Despite the attention that advances in article intelligence (AI) are receiving in the press at the moment, there has been very little comment on the implications of AI for the curriculum. To be fair, most of the press articles could be summarised as, “artificial intelligence/machine learning/deep learning is coming, be scared, let’s control it”. But deep down, we know that, “let’s control it” isn’t a particularly valid response. History shows us that trying to control the spread of useful technology is time consuming, labour intensive and ultimately futile. With the possible exception of nuclear weapons, which have limited (but deadly) applications, controlling technology advances is a non starter. We need a better plan. We need to avoid work that will be easily automated, but more importantly, we need to think of other ways in which humans can rise to the challenge of intelligent machines.
Despite all the aforementioned press attention, I have yet to see any consideration of how ‘human learning’ might respond to ‘machine learning’. Curriculum changes traditionally happen at a painfully slow pace, but we should be thinking about what we learn and when. To take one example, the incidence of software agents writing and disseminating information on the internet, so-called information bots, has been denounced as a threat to democracy by some writers. There have been calls to ban the bots and create institutions that fact check and arbitrate on the sole source of ‘the truth’. For my own part, I’m not sure that a Ministry of Truth is really the answer, but why are there futile calls to control a technology when a constructive response would attempt to educate the population, to make them more discerning about what constitutes the truth. Governments do have control over the curriculum, so a positive response would promote critical reasoning to the core curriculum rather than ban the bots.

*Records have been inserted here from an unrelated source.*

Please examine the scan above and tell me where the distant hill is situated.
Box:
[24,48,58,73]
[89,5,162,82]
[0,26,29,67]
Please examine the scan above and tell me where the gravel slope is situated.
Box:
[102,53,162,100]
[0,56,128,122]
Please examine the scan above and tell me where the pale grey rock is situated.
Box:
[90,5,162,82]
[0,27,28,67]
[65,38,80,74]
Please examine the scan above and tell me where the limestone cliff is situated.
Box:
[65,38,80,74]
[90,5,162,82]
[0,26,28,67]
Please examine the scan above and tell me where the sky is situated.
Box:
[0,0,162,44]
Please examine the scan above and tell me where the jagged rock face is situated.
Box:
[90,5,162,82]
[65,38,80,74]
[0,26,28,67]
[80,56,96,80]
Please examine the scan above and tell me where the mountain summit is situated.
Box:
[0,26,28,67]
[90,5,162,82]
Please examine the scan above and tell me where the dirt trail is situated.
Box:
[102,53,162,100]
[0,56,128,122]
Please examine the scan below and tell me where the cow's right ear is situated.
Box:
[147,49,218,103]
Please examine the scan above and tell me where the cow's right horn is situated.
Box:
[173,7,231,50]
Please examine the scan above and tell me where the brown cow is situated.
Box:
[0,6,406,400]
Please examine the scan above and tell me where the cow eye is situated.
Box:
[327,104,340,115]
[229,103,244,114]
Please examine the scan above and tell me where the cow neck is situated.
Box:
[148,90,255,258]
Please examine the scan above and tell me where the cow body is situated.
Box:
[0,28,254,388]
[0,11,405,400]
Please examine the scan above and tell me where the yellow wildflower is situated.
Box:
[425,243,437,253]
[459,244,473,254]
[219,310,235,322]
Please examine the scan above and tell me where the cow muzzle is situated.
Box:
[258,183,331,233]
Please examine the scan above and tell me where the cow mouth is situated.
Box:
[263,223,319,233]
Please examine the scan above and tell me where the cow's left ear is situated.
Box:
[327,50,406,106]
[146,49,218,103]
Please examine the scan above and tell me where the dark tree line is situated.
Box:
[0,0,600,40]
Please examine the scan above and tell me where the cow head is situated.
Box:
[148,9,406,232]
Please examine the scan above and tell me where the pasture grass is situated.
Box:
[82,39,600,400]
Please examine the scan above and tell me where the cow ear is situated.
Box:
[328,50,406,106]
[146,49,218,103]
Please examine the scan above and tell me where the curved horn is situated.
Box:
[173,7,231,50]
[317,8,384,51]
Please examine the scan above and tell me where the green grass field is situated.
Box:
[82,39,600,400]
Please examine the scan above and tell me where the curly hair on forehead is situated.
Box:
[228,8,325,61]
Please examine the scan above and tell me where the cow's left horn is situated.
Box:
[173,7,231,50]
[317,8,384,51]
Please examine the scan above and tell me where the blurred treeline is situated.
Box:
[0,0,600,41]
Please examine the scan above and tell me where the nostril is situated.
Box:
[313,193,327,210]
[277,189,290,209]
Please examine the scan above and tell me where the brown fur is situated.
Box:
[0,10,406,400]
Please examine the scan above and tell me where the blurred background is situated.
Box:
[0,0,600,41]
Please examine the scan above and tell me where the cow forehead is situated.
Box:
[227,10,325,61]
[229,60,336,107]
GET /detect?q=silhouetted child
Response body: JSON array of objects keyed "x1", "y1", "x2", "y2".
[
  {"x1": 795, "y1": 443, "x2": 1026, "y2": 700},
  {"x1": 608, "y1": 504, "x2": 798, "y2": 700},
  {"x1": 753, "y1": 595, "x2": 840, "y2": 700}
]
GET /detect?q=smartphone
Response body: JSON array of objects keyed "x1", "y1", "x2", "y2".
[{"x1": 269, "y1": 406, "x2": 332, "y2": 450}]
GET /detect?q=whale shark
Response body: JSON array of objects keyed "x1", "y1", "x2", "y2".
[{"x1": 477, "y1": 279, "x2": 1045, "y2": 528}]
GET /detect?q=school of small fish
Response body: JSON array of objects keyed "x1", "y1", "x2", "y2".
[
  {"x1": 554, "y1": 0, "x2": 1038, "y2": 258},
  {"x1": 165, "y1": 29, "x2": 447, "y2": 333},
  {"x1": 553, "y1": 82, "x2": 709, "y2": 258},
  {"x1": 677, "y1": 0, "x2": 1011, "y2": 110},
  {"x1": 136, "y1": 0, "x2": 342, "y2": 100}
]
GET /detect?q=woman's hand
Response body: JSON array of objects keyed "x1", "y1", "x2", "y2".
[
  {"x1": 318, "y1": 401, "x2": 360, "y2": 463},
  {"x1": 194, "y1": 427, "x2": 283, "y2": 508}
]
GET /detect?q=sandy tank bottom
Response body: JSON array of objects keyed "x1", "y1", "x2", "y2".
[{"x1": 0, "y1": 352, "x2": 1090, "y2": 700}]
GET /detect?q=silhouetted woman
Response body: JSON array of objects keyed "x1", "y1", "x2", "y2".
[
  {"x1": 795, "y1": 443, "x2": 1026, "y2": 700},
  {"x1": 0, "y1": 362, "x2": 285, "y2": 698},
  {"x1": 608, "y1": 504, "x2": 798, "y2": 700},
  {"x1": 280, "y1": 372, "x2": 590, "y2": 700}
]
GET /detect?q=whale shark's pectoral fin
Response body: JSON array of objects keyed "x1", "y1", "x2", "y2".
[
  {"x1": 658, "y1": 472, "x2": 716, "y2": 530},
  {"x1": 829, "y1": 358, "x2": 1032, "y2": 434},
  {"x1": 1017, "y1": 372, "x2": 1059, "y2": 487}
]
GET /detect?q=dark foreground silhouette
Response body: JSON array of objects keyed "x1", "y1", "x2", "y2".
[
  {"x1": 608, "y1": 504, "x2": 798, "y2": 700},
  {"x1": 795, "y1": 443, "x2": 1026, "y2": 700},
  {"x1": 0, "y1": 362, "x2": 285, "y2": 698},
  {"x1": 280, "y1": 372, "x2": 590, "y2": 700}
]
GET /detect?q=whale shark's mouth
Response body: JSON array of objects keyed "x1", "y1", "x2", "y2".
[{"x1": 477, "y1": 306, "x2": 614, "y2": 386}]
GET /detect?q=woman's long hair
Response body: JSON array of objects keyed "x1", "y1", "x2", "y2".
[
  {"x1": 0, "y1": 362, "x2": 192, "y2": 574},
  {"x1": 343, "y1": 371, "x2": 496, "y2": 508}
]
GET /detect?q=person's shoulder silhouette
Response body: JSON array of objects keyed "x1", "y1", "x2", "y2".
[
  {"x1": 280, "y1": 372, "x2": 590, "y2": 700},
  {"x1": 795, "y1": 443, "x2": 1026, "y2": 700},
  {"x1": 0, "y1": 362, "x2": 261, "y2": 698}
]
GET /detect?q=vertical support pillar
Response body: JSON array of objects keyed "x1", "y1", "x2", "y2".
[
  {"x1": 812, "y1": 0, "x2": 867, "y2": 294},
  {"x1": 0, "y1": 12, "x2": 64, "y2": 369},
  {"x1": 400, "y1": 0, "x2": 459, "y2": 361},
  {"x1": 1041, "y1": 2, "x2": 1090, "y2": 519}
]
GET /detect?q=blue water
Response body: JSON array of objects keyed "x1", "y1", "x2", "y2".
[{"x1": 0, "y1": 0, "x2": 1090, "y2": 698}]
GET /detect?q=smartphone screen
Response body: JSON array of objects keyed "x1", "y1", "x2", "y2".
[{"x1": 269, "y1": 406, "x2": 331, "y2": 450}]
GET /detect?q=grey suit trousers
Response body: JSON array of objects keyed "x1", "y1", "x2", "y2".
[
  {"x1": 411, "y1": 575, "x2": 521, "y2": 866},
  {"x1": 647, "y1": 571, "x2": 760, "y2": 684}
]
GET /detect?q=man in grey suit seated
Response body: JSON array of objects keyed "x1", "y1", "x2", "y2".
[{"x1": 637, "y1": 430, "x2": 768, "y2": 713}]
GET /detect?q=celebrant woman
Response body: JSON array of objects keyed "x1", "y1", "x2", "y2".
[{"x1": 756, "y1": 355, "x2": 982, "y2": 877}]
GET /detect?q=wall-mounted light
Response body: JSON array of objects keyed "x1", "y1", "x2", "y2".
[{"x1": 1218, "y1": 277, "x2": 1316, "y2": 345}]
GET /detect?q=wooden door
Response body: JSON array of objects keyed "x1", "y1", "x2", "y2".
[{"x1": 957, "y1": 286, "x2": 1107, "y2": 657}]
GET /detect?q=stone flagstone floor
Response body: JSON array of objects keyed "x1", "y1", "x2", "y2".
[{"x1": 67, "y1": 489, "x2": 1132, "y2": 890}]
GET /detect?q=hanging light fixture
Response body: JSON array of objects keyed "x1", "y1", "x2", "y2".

What this case illustrates once again is that the technologies that impact our lives and careers are developing at a much faster pace than the education system. Its not enough to rely on university, much less school to give us all the skills we need to prosper in a modern job market. Fortunately, there are a huge number of resources available to provide an introduction to a topic or fill in the gaps, resources like Tutorhub, iTunes U, Coursera, EdX and Khan Academy. We have to change the way we think about education. Fifty years ago, it made sense to get the education over with at the start of your life, but from now on, education is never done.
Of late, the press seemed to have picked up on major advances in the fields of artificial intelligence and robotics and translated them into angst regarding the future of mankind. There appears to be a two concerns arising from these developments: how Man (by that I mean we humans, not some bloke down the pub) will maintain our existing hegemony over the world around us, the second being the slightly strange concern as to what we humans will do if all the hard work of cleaning, making and killing is done by robots.
I don’t have much to say about the first of these concerns. Its a work in progress and it will remain so for the foreseeable future. I worry how the law makers and rule generators will generate sufficient insight into these deeply technical areas to make sensible rules, but I’m sure we’ll both make mistakes and also get there in the end. I don’t share some of the apocalyptic concerns that I read in some parts of the press.
For me, the second issue is far more interesting. Just thinking about the myriad of conflicting points is enough to make your head spin. Take, for example, the world of work. If machines do most of the work, labour will be displaced by capital, so will that further exacerbate inequality? Or will it naturally lead to a citizens wage as a way to ‘pay off’ the broader population? What happens to existing the social hierarchy where ‘hard work’ is seen to be such an admirable trait? Will we have to complete re-evaluate what constitutes admirable behaviour? What happens during the transition period? The social and political consequences are fascinating. Its as if we are about to engage in a massive, real time social experiment with unpredictable results.
One thing I’m fairly sure about is that we don’t need hard work as much as we think we do. Or at least not the type of hard work that we currently obsess over. It seems to me that its a historical anomaly for us to willingly enslave ourselves for years to earn money and buy houses, then die and leave them to a combination of the tax man and our descendants. There are so many other things that make us happier, can earn greater prestige and can contribute to the world. As Henry James aptly put it,
“Develop an interest in life as you see it; the people, things, literature, music – the world is so rich, simply throbbing with rich treasure, beautiful souls and interesting people. Forget yourself.”
If that isn’t a recipe for life without work, then I don’t know what it. In a way, you could say that this transition has already begun. If work hard/play hard was the motto of Generation X, the generation that followed is maligned for spending too much time socialising with friends on social media. Perhaps its simply an echo of the future – mankind preparing themselves for whats to come. Only time will tell.